A staggering 2,500 Lincolnshire drains couldn’t be cleaned by LCC because of vehicles parked in the way.

Lincolnshire County Council has issued an urgent plea to road users who park on roads and footpaths to pay attention to essential drain cleaning notices after it emerged that 2,500 gullies couldn’t be cleaned because notice signs were ignored.

A recent investigation by the County Council into streets with vehicles parked up showed that, on previous drainage cycles in some cases as many as 60% of the gullies on certain streets that needed cleaning were blocked off by a parked vehicle that couldn’t be moved.
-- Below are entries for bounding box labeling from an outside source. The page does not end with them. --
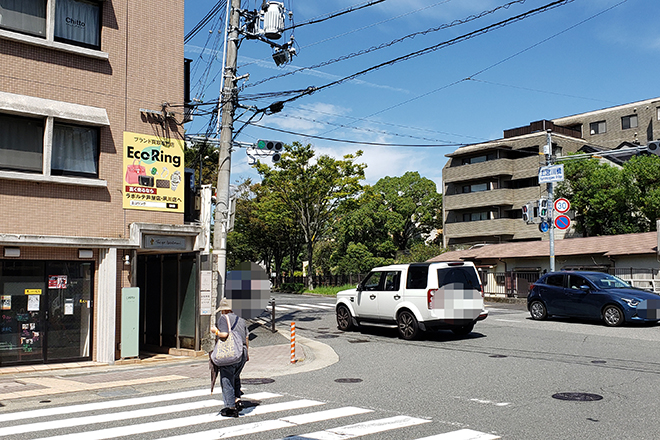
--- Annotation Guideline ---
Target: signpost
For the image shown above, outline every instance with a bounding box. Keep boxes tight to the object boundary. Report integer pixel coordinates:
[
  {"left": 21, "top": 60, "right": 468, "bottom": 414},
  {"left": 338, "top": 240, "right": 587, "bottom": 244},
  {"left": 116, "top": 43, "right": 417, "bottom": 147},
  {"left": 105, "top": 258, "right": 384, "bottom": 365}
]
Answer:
[
  {"left": 539, "top": 164, "right": 564, "bottom": 183},
  {"left": 555, "top": 215, "right": 571, "bottom": 230},
  {"left": 555, "top": 198, "right": 571, "bottom": 214}
]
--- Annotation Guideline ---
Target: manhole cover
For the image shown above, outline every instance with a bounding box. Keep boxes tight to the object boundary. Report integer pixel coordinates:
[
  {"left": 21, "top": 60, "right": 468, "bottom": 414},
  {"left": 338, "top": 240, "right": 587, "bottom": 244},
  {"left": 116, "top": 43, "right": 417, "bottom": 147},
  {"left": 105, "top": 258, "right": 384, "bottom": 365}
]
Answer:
[
  {"left": 552, "top": 393, "right": 603, "bottom": 402},
  {"left": 241, "top": 377, "right": 275, "bottom": 385}
]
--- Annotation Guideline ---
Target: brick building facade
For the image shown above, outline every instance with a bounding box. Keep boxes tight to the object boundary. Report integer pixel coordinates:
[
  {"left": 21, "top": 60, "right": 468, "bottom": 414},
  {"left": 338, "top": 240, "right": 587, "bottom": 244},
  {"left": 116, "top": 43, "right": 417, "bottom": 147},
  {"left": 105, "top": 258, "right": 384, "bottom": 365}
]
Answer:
[
  {"left": 442, "top": 98, "right": 660, "bottom": 246},
  {"left": 0, "top": 0, "right": 203, "bottom": 367}
]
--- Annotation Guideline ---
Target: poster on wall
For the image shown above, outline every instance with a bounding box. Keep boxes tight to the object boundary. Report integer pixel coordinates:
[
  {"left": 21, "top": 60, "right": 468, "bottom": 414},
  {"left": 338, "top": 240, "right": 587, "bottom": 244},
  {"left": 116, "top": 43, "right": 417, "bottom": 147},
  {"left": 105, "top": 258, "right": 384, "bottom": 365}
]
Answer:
[
  {"left": 48, "top": 275, "right": 67, "bottom": 289},
  {"left": 28, "top": 295, "right": 41, "bottom": 312},
  {"left": 0, "top": 295, "right": 11, "bottom": 310},
  {"left": 122, "top": 132, "right": 185, "bottom": 212}
]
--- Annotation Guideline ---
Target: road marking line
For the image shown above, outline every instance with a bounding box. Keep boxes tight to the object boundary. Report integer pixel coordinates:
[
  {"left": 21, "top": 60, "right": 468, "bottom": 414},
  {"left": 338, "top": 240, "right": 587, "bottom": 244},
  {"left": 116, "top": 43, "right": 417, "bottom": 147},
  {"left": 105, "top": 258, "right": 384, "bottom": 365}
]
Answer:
[
  {"left": 0, "top": 388, "right": 250, "bottom": 422},
  {"left": 0, "top": 393, "right": 280, "bottom": 437},
  {"left": 417, "top": 429, "right": 501, "bottom": 440},
  {"left": 30, "top": 396, "right": 325, "bottom": 440},
  {"left": 278, "top": 416, "right": 431, "bottom": 440},
  {"left": 0, "top": 375, "right": 189, "bottom": 400},
  {"left": 282, "top": 304, "right": 312, "bottom": 310},
  {"left": 300, "top": 303, "right": 334, "bottom": 310},
  {"left": 161, "top": 406, "right": 372, "bottom": 440}
]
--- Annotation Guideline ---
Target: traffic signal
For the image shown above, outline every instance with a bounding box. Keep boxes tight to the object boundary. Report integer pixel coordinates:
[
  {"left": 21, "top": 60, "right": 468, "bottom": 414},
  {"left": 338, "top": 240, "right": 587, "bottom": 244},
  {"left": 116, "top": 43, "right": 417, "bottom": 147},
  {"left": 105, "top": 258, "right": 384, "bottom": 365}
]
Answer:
[
  {"left": 522, "top": 203, "right": 534, "bottom": 223},
  {"left": 256, "top": 139, "right": 284, "bottom": 162},
  {"left": 539, "top": 199, "right": 548, "bottom": 220}
]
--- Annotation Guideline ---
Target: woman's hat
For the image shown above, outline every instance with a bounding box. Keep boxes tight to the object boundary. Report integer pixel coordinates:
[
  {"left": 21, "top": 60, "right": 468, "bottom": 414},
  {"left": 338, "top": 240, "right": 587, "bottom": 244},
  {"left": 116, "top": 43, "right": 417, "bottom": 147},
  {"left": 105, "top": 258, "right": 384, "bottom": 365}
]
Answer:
[{"left": 218, "top": 298, "right": 231, "bottom": 312}]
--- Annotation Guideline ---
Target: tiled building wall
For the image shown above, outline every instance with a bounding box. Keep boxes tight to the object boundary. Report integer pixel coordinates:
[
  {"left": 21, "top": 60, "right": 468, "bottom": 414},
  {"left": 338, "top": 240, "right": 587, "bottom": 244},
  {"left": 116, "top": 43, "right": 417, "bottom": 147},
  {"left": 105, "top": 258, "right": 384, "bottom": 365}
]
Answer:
[{"left": 0, "top": 0, "right": 183, "bottom": 238}]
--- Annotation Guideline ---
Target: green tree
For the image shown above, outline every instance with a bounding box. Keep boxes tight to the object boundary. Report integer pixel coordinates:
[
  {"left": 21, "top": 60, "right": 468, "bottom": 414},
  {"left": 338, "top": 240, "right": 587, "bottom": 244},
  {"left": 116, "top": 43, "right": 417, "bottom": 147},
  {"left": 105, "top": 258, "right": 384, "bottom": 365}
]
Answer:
[
  {"left": 257, "top": 142, "right": 366, "bottom": 289},
  {"left": 557, "top": 159, "right": 648, "bottom": 237}
]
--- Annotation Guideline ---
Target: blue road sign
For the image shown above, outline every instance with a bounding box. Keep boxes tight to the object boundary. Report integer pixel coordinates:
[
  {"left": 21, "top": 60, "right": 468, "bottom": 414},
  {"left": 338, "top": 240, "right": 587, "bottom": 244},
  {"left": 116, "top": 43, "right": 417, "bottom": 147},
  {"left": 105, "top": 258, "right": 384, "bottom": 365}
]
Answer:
[{"left": 555, "top": 215, "right": 571, "bottom": 229}]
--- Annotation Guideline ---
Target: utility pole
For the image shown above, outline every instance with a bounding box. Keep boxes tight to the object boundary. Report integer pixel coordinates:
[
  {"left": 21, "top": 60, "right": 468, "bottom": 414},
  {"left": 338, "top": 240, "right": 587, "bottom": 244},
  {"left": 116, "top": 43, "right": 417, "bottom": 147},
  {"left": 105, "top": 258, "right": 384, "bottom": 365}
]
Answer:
[
  {"left": 211, "top": 0, "right": 241, "bottom": 323},
  {"left": 545, "top": 130, "right": 555, "bottom": 272}
]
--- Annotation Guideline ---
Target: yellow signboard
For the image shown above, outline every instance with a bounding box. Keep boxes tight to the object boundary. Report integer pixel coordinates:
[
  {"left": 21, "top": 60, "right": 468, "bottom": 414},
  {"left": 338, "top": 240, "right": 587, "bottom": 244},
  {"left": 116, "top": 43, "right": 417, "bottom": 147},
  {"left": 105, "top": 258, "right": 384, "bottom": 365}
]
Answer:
[{"left": 122, "top": 132, "right": 185, "bottom": 212}]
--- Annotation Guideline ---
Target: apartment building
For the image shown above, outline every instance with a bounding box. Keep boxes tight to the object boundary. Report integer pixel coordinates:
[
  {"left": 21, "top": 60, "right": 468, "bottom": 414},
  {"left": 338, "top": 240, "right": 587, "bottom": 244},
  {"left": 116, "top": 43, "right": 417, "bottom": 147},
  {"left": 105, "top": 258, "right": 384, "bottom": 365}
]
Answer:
[
  {"left": 0, "top": 0, "right": 204, "bottom": 367},
  {"left": 442, "top": 98, "right": 660, "bottom": 246}
]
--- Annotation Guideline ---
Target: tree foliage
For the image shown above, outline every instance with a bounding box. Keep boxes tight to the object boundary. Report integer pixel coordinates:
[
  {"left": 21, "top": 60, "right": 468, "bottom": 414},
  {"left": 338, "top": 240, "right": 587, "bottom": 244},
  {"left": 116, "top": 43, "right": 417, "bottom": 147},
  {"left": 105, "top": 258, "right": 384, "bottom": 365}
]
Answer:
[
  {"left": 257, "top": 142, "right": 366, "bottom": 288},
  {"left": 557, "top": 156, "right": 660, "bottom": 236}
]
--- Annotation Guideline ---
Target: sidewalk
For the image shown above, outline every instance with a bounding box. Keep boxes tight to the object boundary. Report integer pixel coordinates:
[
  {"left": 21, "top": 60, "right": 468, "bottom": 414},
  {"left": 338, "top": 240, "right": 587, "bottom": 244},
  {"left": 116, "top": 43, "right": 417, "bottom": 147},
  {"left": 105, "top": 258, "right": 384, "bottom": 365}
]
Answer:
[{"left": 0, "top": 325, "right": 339, "bottom": 405}]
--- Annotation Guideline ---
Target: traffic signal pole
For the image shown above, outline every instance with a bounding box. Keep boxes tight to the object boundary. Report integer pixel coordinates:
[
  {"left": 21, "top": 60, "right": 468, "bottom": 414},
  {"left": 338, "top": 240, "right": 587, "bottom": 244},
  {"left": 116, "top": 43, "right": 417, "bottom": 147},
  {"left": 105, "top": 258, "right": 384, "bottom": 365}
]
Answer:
[
  {"left": 211, "top": 0, "right": 241, "bottom": 323},
  {"left": 546, "top": 130, "right": 555, "bottom": 272}
]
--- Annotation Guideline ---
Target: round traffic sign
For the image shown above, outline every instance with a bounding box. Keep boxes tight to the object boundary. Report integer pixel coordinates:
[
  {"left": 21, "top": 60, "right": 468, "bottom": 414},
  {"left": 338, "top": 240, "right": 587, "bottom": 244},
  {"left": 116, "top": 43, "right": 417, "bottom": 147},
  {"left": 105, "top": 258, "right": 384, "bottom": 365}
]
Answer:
[
  {"left": 555, "top": 215, "right": 571, "bottom": 229},
  {"left": 555, "top": 198, "right": 571, "bottom": 214}
]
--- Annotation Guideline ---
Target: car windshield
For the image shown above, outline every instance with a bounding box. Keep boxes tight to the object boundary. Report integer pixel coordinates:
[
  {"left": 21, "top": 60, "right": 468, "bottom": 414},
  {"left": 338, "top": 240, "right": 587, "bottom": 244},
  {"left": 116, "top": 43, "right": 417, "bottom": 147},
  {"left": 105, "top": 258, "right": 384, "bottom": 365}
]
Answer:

Council teams down St Catherine’s Grove in Lincoln. | Photo: Lincolnshire County Council

Cllr Richard Davies, executive member for Highways said: “This is such an issue for us now that we need to address it in a public way and ask road users for their immediate help.

“As we have all seen in recent years, the issue of drainage is a very serious one and we desperately need access to gullies like this so that we can keep them in working order.

“As part of our need to get on with this essential cleaning and our messaging to everyone who parks on the street, we are using new temporary street signs to promote when we will be cleaning in a particular area where necessary.

“We appreciate that there will be a level of inconvenience in vehicle owners moving their vehicles when we need to clean these essential bits of the drainage system, but we really need to get to these gullies in particular.

“The size of the tanker that is needed to clean these gullies is about the same as an HGV, so the issue is immediately apparent when vehicles are parked up during cleaning schedules.

“Any assistance that drivers can give us in this respect would be a very real help. In a county as large as Lincolnshire, our crews have nearly 150,000 gullies to maintain and keep clear.

“We can’t carry out the preventative maintenance that we need to in some cases because of the 2,500 gullies that we couldn’t get to.

“This is currently having, and will go on to be, a huge impact on what we need to do to ensure that drainage maintenance is carried out and the impact from potential flooding threats are lessened.”

What do we do?

An LCC officer puts advance warning signs out between 3-7 days prior to the cleanse date for streets included on our list where vehicle issues are identified.


Simply put, if people don’t comply with the signage, then our cleansing tanker can’t get access to the gullies – so the gullies don’t get cleaned. The consequences of the cleaning not happening are that, long term, some drains could become blocked which could ultimately lead to them not working and possibly flooding.